First things first, after more than ten years of living here, it finally dawned on me that the terminus of this line is not on Boráros tér, but out in the wilderness of Közvágóhíd. Then I tried to get a grip with the fact that everyone seemed so sleepy-  the lady at the ticket counter would fumble endlessly, slowly, calmly with each kind of order she got. I dare not imagine what would happen if they put her behind the counter in a fast food restaurant and you barked several things at her within a few seconds- most likely a mental short circuit. Every passenger on the train was half dozing off, every stop was enveloped in a dreamy bright haze-and, to add to the surreal of the situation, the ticket inspector was positively friendly and sported a broad smile.

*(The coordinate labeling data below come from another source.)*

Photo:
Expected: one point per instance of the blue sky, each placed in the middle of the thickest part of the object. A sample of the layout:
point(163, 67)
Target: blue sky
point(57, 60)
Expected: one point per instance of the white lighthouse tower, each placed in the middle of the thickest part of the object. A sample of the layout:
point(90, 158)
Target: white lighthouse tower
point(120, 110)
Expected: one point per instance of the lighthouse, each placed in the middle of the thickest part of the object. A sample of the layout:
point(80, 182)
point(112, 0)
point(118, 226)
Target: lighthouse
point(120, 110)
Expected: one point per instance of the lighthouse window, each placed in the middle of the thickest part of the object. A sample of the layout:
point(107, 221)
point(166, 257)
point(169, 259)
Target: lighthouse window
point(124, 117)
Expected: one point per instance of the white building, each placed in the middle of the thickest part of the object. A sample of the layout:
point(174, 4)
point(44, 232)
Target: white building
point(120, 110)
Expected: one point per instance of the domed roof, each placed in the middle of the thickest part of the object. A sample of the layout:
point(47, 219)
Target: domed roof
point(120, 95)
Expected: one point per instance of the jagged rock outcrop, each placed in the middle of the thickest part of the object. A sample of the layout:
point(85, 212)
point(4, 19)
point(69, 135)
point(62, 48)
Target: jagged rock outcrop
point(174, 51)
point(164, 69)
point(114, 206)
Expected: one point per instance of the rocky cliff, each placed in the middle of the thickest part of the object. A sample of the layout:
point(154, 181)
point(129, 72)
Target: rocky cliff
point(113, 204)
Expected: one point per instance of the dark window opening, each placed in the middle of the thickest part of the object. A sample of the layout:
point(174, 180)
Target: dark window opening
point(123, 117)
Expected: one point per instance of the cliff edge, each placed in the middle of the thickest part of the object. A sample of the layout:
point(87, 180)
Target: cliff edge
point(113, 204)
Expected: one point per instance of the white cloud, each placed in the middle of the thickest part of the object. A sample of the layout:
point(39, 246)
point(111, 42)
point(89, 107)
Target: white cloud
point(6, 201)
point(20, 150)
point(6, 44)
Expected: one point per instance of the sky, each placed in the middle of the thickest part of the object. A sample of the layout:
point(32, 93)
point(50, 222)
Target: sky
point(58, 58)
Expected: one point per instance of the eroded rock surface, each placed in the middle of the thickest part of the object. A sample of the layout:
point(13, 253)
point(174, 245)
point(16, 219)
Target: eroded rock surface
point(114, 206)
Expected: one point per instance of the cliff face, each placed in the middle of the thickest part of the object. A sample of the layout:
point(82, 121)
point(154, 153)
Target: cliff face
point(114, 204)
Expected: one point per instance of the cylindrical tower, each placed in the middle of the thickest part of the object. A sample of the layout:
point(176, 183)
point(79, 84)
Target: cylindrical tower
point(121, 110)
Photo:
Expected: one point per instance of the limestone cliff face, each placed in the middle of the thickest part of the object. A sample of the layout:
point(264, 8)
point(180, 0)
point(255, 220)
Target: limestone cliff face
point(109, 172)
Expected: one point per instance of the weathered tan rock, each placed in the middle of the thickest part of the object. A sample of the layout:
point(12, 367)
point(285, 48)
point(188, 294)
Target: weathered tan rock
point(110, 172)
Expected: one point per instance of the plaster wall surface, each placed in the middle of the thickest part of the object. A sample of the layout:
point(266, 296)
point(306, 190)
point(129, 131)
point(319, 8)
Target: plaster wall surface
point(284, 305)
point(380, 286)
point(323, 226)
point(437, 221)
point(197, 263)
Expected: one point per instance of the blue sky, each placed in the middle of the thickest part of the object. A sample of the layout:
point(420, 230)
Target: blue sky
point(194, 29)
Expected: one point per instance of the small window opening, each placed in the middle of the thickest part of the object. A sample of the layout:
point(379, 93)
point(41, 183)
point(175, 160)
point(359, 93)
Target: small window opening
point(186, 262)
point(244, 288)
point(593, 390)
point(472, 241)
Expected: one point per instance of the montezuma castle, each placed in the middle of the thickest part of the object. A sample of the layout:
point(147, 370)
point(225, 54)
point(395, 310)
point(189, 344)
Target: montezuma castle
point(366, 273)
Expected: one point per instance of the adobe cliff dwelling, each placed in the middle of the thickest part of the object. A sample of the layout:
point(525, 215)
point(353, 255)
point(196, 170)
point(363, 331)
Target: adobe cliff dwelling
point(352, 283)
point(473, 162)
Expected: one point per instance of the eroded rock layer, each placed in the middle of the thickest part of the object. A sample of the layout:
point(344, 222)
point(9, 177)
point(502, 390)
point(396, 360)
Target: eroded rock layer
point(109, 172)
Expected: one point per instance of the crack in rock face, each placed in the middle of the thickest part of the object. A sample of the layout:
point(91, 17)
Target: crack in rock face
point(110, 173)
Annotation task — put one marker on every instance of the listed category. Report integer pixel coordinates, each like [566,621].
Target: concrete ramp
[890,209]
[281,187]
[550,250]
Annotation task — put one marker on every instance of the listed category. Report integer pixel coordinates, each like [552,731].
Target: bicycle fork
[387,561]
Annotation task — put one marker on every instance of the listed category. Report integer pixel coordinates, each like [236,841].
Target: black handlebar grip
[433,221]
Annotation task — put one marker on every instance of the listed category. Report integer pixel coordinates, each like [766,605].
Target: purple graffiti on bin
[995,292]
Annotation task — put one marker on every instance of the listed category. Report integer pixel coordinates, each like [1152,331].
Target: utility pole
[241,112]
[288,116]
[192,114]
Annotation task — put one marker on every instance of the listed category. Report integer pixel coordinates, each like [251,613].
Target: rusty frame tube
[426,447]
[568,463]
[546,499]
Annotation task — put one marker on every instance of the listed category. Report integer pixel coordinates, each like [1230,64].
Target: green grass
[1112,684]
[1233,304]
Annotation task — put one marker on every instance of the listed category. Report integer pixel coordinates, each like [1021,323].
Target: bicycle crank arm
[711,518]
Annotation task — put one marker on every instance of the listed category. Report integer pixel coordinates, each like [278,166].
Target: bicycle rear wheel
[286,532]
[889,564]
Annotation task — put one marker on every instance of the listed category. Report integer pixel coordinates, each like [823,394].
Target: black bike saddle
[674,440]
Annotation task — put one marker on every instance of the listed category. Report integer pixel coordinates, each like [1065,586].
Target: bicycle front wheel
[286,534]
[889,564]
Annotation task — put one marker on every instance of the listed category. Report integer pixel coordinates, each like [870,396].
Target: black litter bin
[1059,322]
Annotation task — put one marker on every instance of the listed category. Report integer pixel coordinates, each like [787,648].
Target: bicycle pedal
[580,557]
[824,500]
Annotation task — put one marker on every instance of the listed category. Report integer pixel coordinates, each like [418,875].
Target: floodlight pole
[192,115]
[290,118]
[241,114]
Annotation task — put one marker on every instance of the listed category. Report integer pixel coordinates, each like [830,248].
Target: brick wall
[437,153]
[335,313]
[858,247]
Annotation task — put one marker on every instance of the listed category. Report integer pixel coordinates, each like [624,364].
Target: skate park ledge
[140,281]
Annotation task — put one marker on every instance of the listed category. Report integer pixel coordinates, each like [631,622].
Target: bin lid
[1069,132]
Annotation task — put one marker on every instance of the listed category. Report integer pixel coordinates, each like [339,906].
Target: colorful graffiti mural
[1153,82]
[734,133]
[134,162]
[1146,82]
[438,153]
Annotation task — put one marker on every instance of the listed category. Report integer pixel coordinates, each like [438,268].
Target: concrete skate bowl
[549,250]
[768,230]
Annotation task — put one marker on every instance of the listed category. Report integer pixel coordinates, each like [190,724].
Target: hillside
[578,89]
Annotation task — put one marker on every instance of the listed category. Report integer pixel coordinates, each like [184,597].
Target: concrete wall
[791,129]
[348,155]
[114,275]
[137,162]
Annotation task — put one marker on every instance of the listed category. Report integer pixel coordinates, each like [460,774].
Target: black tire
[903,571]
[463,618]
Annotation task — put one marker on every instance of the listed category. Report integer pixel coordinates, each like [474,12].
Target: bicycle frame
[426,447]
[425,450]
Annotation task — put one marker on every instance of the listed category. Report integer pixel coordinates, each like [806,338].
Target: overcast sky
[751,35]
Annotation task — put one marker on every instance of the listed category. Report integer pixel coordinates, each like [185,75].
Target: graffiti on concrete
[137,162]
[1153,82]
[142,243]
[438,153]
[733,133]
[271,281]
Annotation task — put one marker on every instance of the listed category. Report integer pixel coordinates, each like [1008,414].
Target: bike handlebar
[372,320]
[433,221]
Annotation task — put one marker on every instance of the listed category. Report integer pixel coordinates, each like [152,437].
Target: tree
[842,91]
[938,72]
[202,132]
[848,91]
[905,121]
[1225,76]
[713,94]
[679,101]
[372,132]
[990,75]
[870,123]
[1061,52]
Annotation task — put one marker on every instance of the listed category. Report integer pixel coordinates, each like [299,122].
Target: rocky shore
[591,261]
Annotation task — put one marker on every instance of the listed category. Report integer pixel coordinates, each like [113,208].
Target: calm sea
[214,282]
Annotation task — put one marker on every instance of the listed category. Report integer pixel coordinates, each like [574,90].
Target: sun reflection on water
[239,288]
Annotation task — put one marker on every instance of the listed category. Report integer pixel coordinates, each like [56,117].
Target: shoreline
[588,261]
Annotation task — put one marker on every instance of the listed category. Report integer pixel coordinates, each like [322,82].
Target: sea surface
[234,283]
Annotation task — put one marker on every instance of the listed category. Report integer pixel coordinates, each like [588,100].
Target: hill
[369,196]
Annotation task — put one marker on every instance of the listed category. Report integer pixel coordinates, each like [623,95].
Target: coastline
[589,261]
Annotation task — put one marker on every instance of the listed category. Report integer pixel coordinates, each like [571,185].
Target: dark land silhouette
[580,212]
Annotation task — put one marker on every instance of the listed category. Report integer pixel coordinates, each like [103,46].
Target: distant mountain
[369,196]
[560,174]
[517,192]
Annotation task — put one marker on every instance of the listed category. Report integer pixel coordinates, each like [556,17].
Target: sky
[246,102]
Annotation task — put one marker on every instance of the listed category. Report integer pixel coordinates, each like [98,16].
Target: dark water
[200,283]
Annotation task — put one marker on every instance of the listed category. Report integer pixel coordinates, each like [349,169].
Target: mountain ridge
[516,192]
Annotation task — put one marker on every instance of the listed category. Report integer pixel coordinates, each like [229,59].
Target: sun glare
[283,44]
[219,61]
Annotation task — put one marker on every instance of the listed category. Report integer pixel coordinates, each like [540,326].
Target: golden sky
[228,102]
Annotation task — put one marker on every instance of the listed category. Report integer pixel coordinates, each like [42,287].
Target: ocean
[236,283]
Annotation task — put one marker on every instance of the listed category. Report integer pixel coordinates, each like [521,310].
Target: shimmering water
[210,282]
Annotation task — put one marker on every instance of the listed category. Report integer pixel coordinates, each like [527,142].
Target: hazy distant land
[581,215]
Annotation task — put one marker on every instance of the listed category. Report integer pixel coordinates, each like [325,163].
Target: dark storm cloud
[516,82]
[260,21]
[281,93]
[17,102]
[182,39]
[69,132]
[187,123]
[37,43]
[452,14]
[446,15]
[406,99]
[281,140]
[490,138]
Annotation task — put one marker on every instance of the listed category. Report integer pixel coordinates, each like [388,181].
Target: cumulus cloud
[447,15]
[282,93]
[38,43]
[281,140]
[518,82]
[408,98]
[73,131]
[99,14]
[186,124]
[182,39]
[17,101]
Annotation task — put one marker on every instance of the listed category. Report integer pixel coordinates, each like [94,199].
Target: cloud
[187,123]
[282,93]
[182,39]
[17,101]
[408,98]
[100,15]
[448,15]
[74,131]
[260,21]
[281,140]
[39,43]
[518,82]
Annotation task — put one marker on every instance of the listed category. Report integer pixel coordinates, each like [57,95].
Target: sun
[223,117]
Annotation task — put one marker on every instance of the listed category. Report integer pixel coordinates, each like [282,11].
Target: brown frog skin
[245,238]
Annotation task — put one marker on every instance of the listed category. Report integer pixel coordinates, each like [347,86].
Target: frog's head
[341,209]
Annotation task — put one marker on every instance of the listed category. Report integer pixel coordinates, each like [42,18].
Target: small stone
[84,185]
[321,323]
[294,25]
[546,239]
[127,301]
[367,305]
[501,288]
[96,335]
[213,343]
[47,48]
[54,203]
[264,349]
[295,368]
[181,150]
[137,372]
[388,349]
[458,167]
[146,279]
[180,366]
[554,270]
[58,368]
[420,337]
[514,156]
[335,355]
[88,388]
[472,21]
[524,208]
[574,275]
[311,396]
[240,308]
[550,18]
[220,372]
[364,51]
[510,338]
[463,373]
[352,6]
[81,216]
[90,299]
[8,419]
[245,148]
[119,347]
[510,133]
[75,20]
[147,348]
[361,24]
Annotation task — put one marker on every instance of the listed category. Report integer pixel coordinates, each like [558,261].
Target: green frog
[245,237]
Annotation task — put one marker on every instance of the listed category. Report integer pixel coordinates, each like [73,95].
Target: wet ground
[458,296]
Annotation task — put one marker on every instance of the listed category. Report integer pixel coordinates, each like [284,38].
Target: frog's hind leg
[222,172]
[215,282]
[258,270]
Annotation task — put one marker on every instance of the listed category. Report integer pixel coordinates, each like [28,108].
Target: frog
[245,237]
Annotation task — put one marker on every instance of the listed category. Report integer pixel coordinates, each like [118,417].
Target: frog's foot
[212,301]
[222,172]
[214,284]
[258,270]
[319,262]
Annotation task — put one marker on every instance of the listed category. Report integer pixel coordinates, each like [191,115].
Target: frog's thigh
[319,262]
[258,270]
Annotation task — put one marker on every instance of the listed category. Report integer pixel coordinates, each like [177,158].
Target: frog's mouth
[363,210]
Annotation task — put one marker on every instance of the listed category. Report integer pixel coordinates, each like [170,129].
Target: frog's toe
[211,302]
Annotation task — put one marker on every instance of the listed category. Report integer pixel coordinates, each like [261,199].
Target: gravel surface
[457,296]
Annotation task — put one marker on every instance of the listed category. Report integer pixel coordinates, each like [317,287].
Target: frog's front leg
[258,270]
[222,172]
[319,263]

Once in Ráckeve we kind of did what you are supposed to do in small Eastern European towns you’ve never been to before- follow the belltower. Of which they have several in Ráckeve- the most famous one was built in the 15th century by the Serbian community which settled in the area after being displaced from their original homes south of the Danube by the Turks.

The church is still in use, but, as the charming little old lady who acts as guide informed us, there’s only eight Serbians left in town, one of them being the priest himself. This reminded me of the Finno-ugrian speaking Livian minority of Latvia, who had a constant  headcount of eight throughout my studies as  a Finnish major- even more worryingly, they’d been eight forever, as the textbooks from the 70s mentioned the same number too. So eight might be the holy number of disappearing communities.

Once you’ve done the round of the old Serbian church, you can inspect a slightly ruined smallish castle which used to belong to Eugene of Savoy’s family, the banks of the Danube (with some ducks and two evil looking swans for entertainment) and two other churches. On a Saturday afternoon basically no stores are open, though as a general rule it seems that the town abunds in doctors and lawyers but doesn’t do so well on the market and restaurant front. The one we did manage to locate close to the centre was very pleasant though, with good food and friendly staff-though totally empty at 3 pm. Ráckeve does seem like one of those towns where no one really eats lunch out, the first patrons started trickling in only after 5.

Six was a perfect time to get back through the sleep-warp into the city, though we did finally identify one lively spot in Ráckeve’s landscape: the local tobacco and betting store was alive with the clutter of pens predicting Sunday’s games and lottery numbers.